After weeks of road trips and hikes in majestic mountain ranges, new stories revealing themselves every day, I’m finding I don’t have as much to write about here in the comfort of my family’s house. I’m happy and relaxed, staying busy by reading voraciously, keeping a daily yoga practice, running, writing, and taking day trips around Virginia to see various friends. It’s not very exciting, but it’s important for me to have this downtime to tie up the loose ends of my previous life and prepare for what I hope will be at least six months of traveling abroad.
It’s surreal to visit my hometown now. I’ve changed so much even in just the last six months that it feels like I’m seeing the area where I grew up for the first time, even as I also feel like I’m returning home.

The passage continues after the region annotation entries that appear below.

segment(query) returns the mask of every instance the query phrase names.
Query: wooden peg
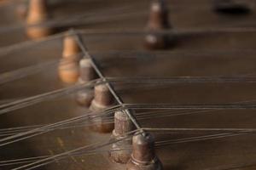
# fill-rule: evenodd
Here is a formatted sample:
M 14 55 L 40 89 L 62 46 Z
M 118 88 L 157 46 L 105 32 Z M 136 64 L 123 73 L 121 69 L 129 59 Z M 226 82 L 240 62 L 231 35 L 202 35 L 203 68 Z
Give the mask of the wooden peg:
M 154 139 L 149 133 L 136 133 L 132 138 L 132 153 L 127 170 L 162 170 L 154 147 Z
M 49 18 L 48 13 L 46 0 L 29 1 L 26 34 L 30 38 L 45 37 L 52 33 L 52 29 L 49 26 L 44 26 Z
M 116 163 L 127 163 L 131 157 L 131 138 L 127 138 L 127 133 L 135 129 L 135 127 L 125 111 L 118 110 L 114 114 L 114 129 L 112 133 L 113 139 L 123 140 L 112 144 L 109 151 L 110 160 Z
M 83 59 L 80 60 L 80 77 L 79 83 L 86 83 L 96 78 L 96 74 L 91 65 L 90 59 Z M 78 92 L 76 95 L 77 102 L 85 107 L 89 107 L 94 98 L 94 89 L 90 88 Z
M 62 60 L 59 76 L 63 82 L 75 83 L 79 77 L 79 47 L 73 35 L 67 35 L 63 41 Z
M 168 10 L 164 0 L 154 0 L 150 7 L 149 20 L 147 26 L 148 33 L 145 37 L 145 45 L 148 49 L 163 49 L 169 46 L 169 42 L 173 38 L 170 35 L 162 33 L 154 33 L 166 29 L 170 29 L 168 20 Z
M 97 113 L 114 105 L 113 96 L 106 84 L 100 84 L 95 87 L 95 97 L 90 106 L 90 110 Z M 106 114 L 105 116 L 94 118 L 94 125 L 92 129 L 99 133 L 110 133 L 113 129 L 113 122 L 104 122 L 113 117 L 113 114 Z

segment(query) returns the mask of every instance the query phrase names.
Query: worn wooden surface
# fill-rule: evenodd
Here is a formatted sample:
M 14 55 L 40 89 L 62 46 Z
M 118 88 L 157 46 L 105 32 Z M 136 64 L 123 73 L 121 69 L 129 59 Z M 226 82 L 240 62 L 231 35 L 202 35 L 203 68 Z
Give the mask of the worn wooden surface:
M 72 1 L 52 3 L 53 17 L 66 18 L 81 13 L 95 13 L 94 16 L 106 17 L 100 11 L 131 5 L 132 11 L 147 13 L 148 1 Z M 170 18 L 177 28 L 224 28 L 254 26 L 254 6 L 246 15 L 219 15 L 212 11 L 210 1 L 168 1 Z M 252 3 L 252 1 L 247 1 Z M 253 4 L 252 4 L 253 5 Z M 72 7 L 71 8 L 68 8 Z M 1 7 L 1 26 L 20 25 L 13 14 L 13 6 Z M 11 9 L 11 10 L 10 10 Z M 125 12 L 123 12 L 125 13 Z M 119 16 L 123 13 L 112 15 Z M 110 14 L 109 14 L 110 15 Z M 88 17 L 90 18 L 90 17 Z M 137 14 L 121 20 L 96 20 L 83 18 L 84 29 L 144 28 L 147 14 Z M 113 17 L 114 18 L 114 17 Z M 87 20 L 89 20 L 87 22 Z M 26 41 L 23 29 L 1 32 L 2 47 Z M 186 52 L 189 54 L 142 55 L 137 58 L 129 53 L 102 54 L 109 51 L 143 50 L 143 37 L 82 35 L 97 64 L 107 76 L 236 76 L 255 73 L 254 54 L 203 54 L 200 51 L 231 51 L 255 48 L 256 32 L 204 33 L 177 35 L 178 43 L 170 52 Z M 198 54 L 189 54 L 191 51 Z M 1 54 L 0 70 L 5 72 L 52 59 L 61 54 L 61 38 L 40 43 L 31 48 Z M 26 98 L 67 87 L 60 82 L 56 68 L 30 76 L 1 86 L 1 99 Z M 172 104 L 224 104 L 256 99 L 254 84 L 174 84 L 159 87 L 114 84 L 125 103 Z M 1 128 L 53 123 L 86 113 L 78 106 L 73 95 L 53 99 L 1 116 Z M 194 114 L 154 119 L 140 120 L 143 127 L 151 128 L 256 128 L 254 110 L 218 110 L 209 114 Z M 195 134 L 172 134 L 165 139 L 177 139 Z M 1 147 L 1 161 L 22 157 L 61 153 L 79 146 L 105 141 L 110 134 L 98 134 L 87 128 L 56 130 L 51 133 Z M 162 139 L 160 135 L 156 140 Z M 165 169 L 254 169 L 256 138 L 242 135 L 222 139 L 180 144 L 157 149 Z M 246 166 L 245 166 L 246 165 Z M 235 167 L 235 168 L 233 167 Z M 10 169 L 6 167 L 3 169 Z M 2 167 L 1 167 L 2 169 Z M 125 166 L 111 163 L 108 153 L 92 156 L 69 156 L 38 169 L 125 169 Z

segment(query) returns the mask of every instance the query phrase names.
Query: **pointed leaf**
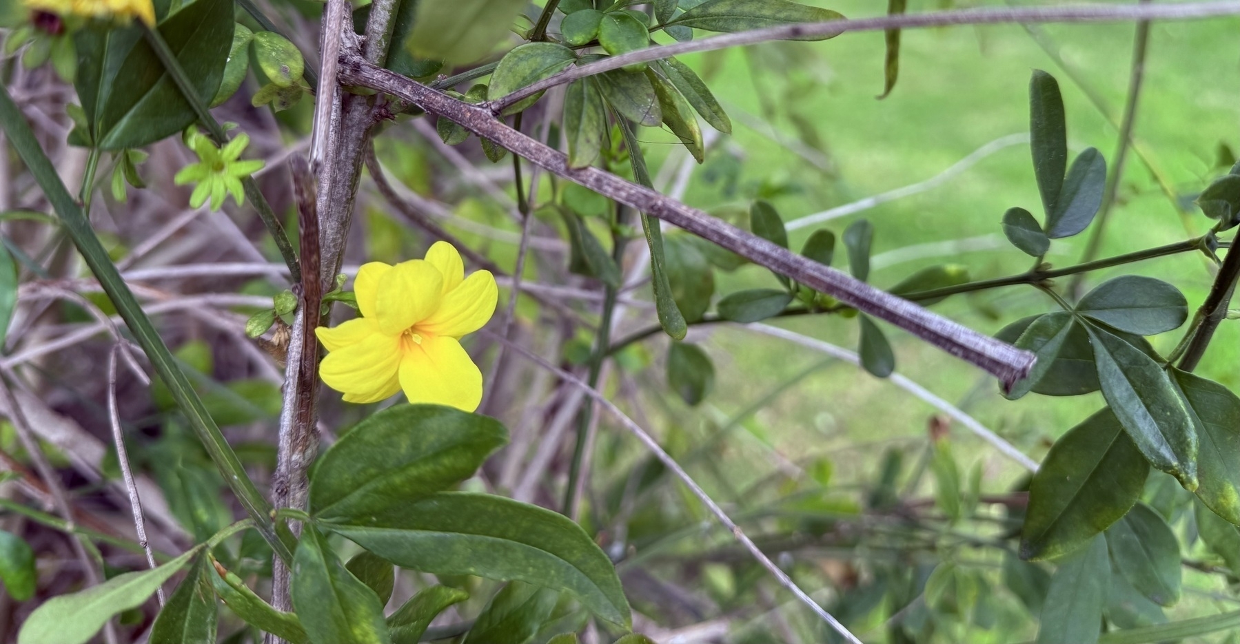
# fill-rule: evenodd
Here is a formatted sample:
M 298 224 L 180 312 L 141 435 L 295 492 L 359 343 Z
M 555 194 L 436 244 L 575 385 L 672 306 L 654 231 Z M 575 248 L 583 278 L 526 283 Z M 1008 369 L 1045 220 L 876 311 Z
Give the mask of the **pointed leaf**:
M 1188 320 L 1188 300 L 1162 280 L 1122 275 L 1085 294 L 1076 312 L 1120 331 L 1153 336 L 1179 328 Z
M 1040 258 L 1050 249 L 1050 238 L 1024 208 L 1008 208 L 1003 213 L 1003 237 L 1025 255 Z
M 1073 427 L 1055 441 L 1029 483 L 1021 556 L 1054 559 L 1080 547 L 1127 514 L 1148 473 L 1110 409 Z
M 379 598 L 345 568 L 314 524 L 303 528 L 289 593 L 314 644 L 392 642 Z
M 1102 396 L 1132 442 L 1149 464 L 1197 489 L 1197 432 L 1167 372 L 1122 338 L 1095 324 L 1087 331 Z
M 543 508 L 443 492 L 322 525 L 402 567 L 569 591 L 596 616 L 629 624 L 629 602 L 611 560 L 579 525 Z

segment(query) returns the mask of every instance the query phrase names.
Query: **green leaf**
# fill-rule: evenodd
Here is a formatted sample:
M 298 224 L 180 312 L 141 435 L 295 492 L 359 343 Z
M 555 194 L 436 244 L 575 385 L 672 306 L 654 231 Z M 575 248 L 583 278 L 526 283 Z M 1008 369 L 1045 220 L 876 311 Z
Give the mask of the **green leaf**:
M 672 298 L 687 322 L 697 322 L 711 308 L 711 297 L 714 296 L 711 263 L 688 235 L 667 235 L 665 240 L 665 266 Z
M 667 78 L 684 100 L 702 116 L 702 120 L 723 134 L 732 134 L 732 119 L 723 111 L 714 94 L 693 72 L 693 68 L 676 58 L 657 61 L 658 71 Z
M 216 644 L 216 593 L 211 590 L 211 557 L 196 557 L 151 625 L 151 644 Z
M 508 38 L 525 0 L 455 0 L 417 2 L 410 53 L 461 66 L 477 61 Z
M 662 77 L 650 69 L 646 69 L 646 77 L 655 85 L 658 108 L 663 113 L 663 125 L 672 130 L 684 149 L 701 163 L 706 159 L 706 144 L 702 140 L 702 128 L 697 123 L 697 116 L 693 115 L 693 109 L 684 100 L 684 97 Z
M 155 570 L 125 572 L 84 591 L 52 597 L 26 618 L 17 644 L 84 644 L 112 616 L 145 603 L 197 551 L 188 550 Z
M 440 119 L 443 121 L 444 119 Z M 593 78 L 568 84 L 564 90 L 564 137 L 568 139 L 568 166 L 585 167 L 599 160 L 606 135 L 603 94 Z
M 1188 320 L 1188 300 L 1162 280 L 1122 275 L 1085 294 L 1075 311 L 1120 331 L 1153 336 Z
M 392 644 L 417 644 L 439 613 L 465 599 L 469 599 L 467 592 L 450 586 L 432 586 L 418 591 L 418 594 L 387 619 Z
M 595 78 L 608 105 L 624 118 L 649 128 L 656 128 L 663 121 L 655 85 L 650 84 L 646 74 L 614 69 Z
M 892 346 L 887 342 L 883 329 L 878 328 L 869 316 L 857 316 L 861 322 L 861 346 L 857 350 L 861 355 L 861 365 L 878 378 L 887 378 L 895 370 L 895 355 L 892 354 Z
M 686 404 L 697 405 L 714 388 L 714 363 L 697 344 L 673 342 L 667 348 L 667 384 Z
M 1052 213 L 1058 212 L 1056 203 L 1068 170 L 1068 128 L 1059 83 L 1042 69 L 1034 69 L 1029 79 L 1029 149 L 1033 152 L 1033 175 L 1047 213 L 1047 228 L 1050 228 Z
M 919 291 L 930 291 L 934 289 L 944 289 L 947 286 L 959 286 L 961 284 L 968 282 L 968 268 L 960 264 L 940 264 L 937 266 L 926 266 L 913 275 L 900 280 L 899 284 L 892 286 L 892 295 L 908 295 Z M 931 297 L 929 300 L 918 300 L 921 306 L 930 306 L 946 300 L 946 297 Z
M 303 528 L 289 594 L 314 644 L 392 642 L 379 598 L 345 568 L 314 524 Z
M 237 575 L 227 571 L 218 562 L 215 562 L 216 573 L 208 575 L 211 587 L 237 617 L 247 624 L 270 633 L 290 644 L 306 644 L 310 638 L 301 628 L 301 620 L 294 613 L 285 613 L 272 608 L 272 604 L 254 594 L 254 591 L 246 586 L 246 582 Z
M 38 571 L 35 570 L 35 551 L 26 540 L 0 530 L 0 581 L 9 597 L 25 602 L 35 596 Z
M 564 16 L 559 24 L 559 33 L 564 36 L 564 42 L 580 47 L 599 36 L 599 25 L 603 22 L 603 11 L 585 9 L 573 11 Z
M 506 97 L 526 85 L 563 72 L 577 61 L 577 53 L 556 42 L 527 42 L 500 59 L 491 74 L 487 100 Z M 516 114 L 533 105 L 542 93 L 521 99 L 503 109 L 503 114 Z
M 507 430 L 489 416 L 393 405 L 358 422 L 319 458 L 310 511 L 339 519 L 402 507 L 474 476 L 507 441 Z
M 464 644 L 523 644 L 551 617 L 559 593 L 515 581 L 491 597 Z
M 1106 540 L 1099 535 L 1060 562 L 1050 577 L 1038 644 L 1096 643 L 1110 581 L 1111 560 L 1106 555 Z
M 1148 473 L 1110 409 L 1073 427 L 1029 483 L 1021 556 L 1054 559 L 1101 534 L 1141 498 Z
M 738 291 L 719 300 L 719 317 L 748 324 L 775 317 L 784 312 L 792 294 L 781 289 L 750 289 Z
M 397 566 L 568 591 L 603 619 L 629 625 L 629 602 L 611 560 L 579 525 L 543 508 L 441 492 L 322 528 Z
M 223 102 L 232 98 L 232 95 L 241 89 L 241 84 L 246 82 L 246 72 L 249 71 L 249 56 L 247 47 L 253 37 L 254 32 L 246 25 L 242 25 L 241 22 L 233 25 L 233 43 L 228 50 L 228 62 L 224 63 L 224 73 L 219 80 L 219 89 L 216 90 L 216 98 L 211 99 L 210 107 L 215 108 L 216 105 L 223 104 Z M 298 56 L 300 56 L 300 52 Z
M 889 16 L 904 15 L 905 9 L 908 9 L 908 0 L 887 0 L 887 15 Z M 884 99 L 892 93 L 895 79 L 900 76 L 900 30 L 885 30 L 883 38 L 887 42 L 887 59 L 883 64 L 883 94 L 878 97 L 879 99 Z
M 363 550 L 353 555 L 353 559 L 350 559 L 345 567 L 367 588 L 374 591 L 379 598 L 379 606 L 387 606 L 388 599 L 392 598 L 392 588 L 396 586 L 396 568 L 391 561 Z
M 1184 401 L 1158 363 L 1089 324 L 1102 396 L 1149 464 L 1197 489 L 1197 432 Z
M 1179 369 L 1172 370 L 1198 436 L 1197 498 L 1240 525 L 1240 398 L 1230 389 Z
M 1025 255 L 1040 258 L 1050 249 L 1050 238 L 1024 208 L 1008 208 L 1003 213 L 1003 237 Z
M 1085 149 L 1068 168 L 1055 211 L 1047 214 L 1047 237 L 1073 237 L 1089 227 L 1102 206 L 1106 187 L 1106 159 L 1092 147 Z
M 844 248 L 848 250 L 848 271 L 866 281 L 869 277 L 869 245 L 874 240 L 874 225 L 857 219 L 844 228 Z
M 219 89 L 233 25 L 231 0 L 196 0 L 159 25 L 203 103 Z M 100 149 L 143 147 L 197 120 L 155 51 L 143 40 L 141 27 L 82 28 L 77 48 L 82 64 L 74 87 L 92 139 Z
M 1179 601 L 1179 541 L 1158 513 L 1138 503 L 1105 535 L 1115 567 L 1137 592 L 1158 606 Z
M 806 6 L 787 0 L 707 0 L 666 25 L 706 31 L 749 31 L 797 22 L 826 22 L 843 16 L 828 9 Z M 831 36 L 802 36 L 790 40 L 826 40 Z

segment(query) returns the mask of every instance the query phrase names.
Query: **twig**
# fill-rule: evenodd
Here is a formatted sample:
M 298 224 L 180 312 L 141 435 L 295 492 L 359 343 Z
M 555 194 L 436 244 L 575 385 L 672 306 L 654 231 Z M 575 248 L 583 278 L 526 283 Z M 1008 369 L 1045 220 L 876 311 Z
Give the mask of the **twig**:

When I make a grocery run to the store where my family has bought food for the past 20 years, I feel just as much like a traveler as I did on one of my many grocery stops in nameless towns across the country. But I don’t feel isolated, or lonely, or out of place. I feel excited to be seeing old familiar places with new eyes.
After a couple of years in the desert, the mist and fog and fuzzy, tree-covered mountains that I grew up with seem exotic. I still miss Reno’s dry air and constant sunshine, but I’m also enchanted by the rolling fog and heavy clouds that have blanketed the valley for the past few days. I began hiking avidly when I moved to Reno, and now I’m coming back to discover that my hometown is rich with hiking trails I never took an interest in before. On today’s hike, we ascended up through heavy fog and into low-lying clouds that brushed the top of the mountain we summitted.